The parallels between job loss and death led me to wonder if mourning rituals might provide a guide for managing job loss and ease some of the suffering. In Jewish law, there are rituals that apply at the moment of death, on the day of the funeral, seven days immediately after the funeral, for the first 30 days after, in the year after death, and then on the annual commemoration, which is called a yartzheit. This framing provides a repository for difficult feelings while at the same time making room for the ways that their intensity can shift, dissipate, return unexpectedly, and then soften with time. During this entire period, a short prayer, kaddish, is recited daily so that grief can be both expressed and contained. There is wisdom in these rituals that can be repurposed for job loss.
Start with the customs of a Jewish burial. Once the dead person has been buried, the guests form two lines that immediate family—spouse, parents, siblings, and children—walk between as they exit the cemetery. They are symbolically held inside the presence of community in the most difficult of times. In the weeks to come, community members will show up again and again, as if to say: We are here for you; we will care for and feed you; we will come to your home and listen to your pain; we will be there for your children. We cannot take away the pain, but we can provide comfort.

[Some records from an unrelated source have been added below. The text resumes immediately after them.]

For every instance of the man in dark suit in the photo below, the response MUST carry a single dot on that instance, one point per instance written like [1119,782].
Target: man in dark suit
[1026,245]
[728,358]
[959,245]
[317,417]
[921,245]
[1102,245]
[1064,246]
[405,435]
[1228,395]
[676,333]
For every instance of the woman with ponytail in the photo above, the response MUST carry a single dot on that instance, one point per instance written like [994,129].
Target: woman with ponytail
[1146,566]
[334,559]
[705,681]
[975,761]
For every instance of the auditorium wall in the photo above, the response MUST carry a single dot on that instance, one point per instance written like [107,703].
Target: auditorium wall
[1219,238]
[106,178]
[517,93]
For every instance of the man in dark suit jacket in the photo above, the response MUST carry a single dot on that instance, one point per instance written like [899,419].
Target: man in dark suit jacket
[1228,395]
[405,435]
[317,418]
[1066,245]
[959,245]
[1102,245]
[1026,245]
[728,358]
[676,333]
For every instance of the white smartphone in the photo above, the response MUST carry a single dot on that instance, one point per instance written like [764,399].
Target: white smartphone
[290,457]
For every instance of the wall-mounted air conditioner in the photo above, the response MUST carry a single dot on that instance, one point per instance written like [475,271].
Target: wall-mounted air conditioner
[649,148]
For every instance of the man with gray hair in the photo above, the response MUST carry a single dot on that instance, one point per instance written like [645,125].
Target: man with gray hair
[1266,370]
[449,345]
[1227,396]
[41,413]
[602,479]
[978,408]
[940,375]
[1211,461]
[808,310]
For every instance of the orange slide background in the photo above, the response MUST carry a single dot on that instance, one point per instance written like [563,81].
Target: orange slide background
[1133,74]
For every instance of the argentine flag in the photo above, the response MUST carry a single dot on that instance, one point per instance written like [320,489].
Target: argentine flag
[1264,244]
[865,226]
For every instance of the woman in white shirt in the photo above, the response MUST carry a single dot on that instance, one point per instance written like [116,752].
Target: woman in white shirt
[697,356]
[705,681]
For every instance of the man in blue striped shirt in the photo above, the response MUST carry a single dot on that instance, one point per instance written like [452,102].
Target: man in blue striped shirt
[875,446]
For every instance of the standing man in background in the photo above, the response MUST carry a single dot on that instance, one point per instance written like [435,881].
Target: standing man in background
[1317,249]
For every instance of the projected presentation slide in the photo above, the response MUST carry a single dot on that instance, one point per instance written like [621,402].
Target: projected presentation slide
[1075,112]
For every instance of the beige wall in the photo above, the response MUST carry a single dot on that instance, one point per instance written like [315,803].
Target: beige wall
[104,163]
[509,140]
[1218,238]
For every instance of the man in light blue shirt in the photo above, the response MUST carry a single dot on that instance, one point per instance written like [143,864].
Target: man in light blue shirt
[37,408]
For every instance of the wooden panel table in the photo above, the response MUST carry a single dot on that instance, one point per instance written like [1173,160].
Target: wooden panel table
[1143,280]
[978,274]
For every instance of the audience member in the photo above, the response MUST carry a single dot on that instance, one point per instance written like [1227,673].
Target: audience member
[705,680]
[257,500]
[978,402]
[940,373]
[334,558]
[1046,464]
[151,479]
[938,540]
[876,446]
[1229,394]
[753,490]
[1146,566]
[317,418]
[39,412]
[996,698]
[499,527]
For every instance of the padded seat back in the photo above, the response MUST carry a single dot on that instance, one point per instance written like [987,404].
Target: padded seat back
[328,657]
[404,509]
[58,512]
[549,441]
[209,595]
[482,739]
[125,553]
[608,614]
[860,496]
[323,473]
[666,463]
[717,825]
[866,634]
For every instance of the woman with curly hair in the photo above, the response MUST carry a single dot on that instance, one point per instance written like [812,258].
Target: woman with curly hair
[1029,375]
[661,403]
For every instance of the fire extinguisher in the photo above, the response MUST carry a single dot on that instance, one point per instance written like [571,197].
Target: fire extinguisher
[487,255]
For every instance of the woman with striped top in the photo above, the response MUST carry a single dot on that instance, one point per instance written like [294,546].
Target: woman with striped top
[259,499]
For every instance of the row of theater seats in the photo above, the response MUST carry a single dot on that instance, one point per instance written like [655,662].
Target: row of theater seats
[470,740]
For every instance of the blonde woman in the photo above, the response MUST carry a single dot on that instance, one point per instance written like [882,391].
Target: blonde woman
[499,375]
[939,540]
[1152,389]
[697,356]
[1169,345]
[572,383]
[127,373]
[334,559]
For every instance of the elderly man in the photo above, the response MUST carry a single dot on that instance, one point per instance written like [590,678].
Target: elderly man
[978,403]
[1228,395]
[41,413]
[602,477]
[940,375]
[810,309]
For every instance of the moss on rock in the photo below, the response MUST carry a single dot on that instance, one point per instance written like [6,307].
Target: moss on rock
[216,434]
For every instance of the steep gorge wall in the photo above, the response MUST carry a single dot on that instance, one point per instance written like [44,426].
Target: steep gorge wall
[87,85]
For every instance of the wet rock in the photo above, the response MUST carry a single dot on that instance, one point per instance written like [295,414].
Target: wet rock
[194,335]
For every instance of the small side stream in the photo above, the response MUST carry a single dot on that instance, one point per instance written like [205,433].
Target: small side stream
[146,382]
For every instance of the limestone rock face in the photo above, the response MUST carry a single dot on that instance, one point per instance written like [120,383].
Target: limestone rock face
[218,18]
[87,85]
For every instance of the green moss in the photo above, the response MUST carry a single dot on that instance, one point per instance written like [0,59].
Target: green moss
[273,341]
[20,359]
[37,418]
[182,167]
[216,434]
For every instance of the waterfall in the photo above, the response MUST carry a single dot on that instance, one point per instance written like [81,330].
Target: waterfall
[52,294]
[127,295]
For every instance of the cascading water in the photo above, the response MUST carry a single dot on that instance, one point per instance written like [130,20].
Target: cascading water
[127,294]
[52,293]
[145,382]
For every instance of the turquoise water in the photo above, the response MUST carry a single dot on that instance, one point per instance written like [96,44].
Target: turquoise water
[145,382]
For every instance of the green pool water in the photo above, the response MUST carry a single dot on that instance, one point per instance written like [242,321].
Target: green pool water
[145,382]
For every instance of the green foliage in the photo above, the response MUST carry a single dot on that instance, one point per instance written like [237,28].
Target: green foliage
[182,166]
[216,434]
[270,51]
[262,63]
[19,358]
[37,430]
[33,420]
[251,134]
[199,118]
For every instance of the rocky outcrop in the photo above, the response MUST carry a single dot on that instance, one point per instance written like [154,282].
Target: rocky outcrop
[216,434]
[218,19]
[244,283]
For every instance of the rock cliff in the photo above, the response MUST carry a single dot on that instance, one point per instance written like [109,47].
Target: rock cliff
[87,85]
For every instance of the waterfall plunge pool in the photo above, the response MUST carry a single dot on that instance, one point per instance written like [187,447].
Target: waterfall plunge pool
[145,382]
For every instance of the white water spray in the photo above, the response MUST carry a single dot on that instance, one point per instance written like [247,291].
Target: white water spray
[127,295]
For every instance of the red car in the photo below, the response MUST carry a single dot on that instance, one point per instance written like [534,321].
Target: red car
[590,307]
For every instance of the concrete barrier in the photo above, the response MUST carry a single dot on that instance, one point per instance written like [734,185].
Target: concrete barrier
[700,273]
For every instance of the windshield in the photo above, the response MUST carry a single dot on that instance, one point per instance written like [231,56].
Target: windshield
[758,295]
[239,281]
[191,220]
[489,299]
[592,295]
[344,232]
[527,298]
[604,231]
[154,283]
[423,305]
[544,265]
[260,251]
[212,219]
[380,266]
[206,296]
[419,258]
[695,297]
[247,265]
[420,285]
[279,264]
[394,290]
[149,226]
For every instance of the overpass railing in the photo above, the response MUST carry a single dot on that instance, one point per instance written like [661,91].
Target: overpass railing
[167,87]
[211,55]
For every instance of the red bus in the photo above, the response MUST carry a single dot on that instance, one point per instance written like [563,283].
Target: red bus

Communities can do much the same for those who have lost a job. Show up. Bring a meal. Listen to the ups and downs of job hunting, of financial pain. Make connections. Call. Be present.
After burial, shiva—from the Hebrew word for “seven”—begins. Shiva is a weeklong period when a mourner who has suffered the death of a close relative sits on a low chair at home and is visited by friends, colleagues, strangers, and family members. The humbling physical stature mimics the way our world shrinks when we lose someone we love. We can feel abandoned or forsaken. Death always surfaces our deepest insecurities.
No one sits shiva for a job, but some aspects of it are worth adapting. The mourner sets the emotional temperature in the room, and in Jewish law, if a mourner chooses to stay silent, then silence prevails. Some people really need to talk about getting fired. Others find it simply too humiliating. The community takes its cues from those at the center of the loss.
Shiva is also a time when both mourners and visitors hear and tell stories of a deceased relative: I remember when your mother … Your sister often said … Your dad taught me … Some stories are new to the mourner. Sometimes mourners share family histories. Photos are passed around. By the time seven days are counted, many of the same stories have been repeated, and an expanded portrait of the newly departed has materialized. The storytelling offers its own taste of an afterlife. This is how a person we loved will begin to live on in our memories.
Even during shiva, the stories usually transition after the first few days from the immediate circumstances of illness and death to the beautiful reconstruction of a past life. These help the mourner recapture earlier, better days. Those who hyper-focus on the immediate reality of job loss may find meaning and comfort in sharing positive stories of work and reflecting on career accomplishments at moments when self-confidence is shaky. Asking those who have lost a job to share what they took pride in at work can help them recover their dignity. Taking photos of their desk, the office, and colleagues before leaving can help stir good memories after the bitterness lessens.
When the shiva period ends, the mourner is escorted by others out of their low chair for a symbolic walk around the block. The contrast between indoors and outdoors heightens the difference between isolation and integration. Death narrows our world. Life expands it. We welcome mourners to rejoin the world even though the wounds are still fresh and the time is not yet right. Mourners are not yet ready. Slowly and unsurely, mourners step back into the known world. And we who stand beside them let them know that just as we were here for them before the loss, we will be here for them after it. Those who lose their job need those reminders too.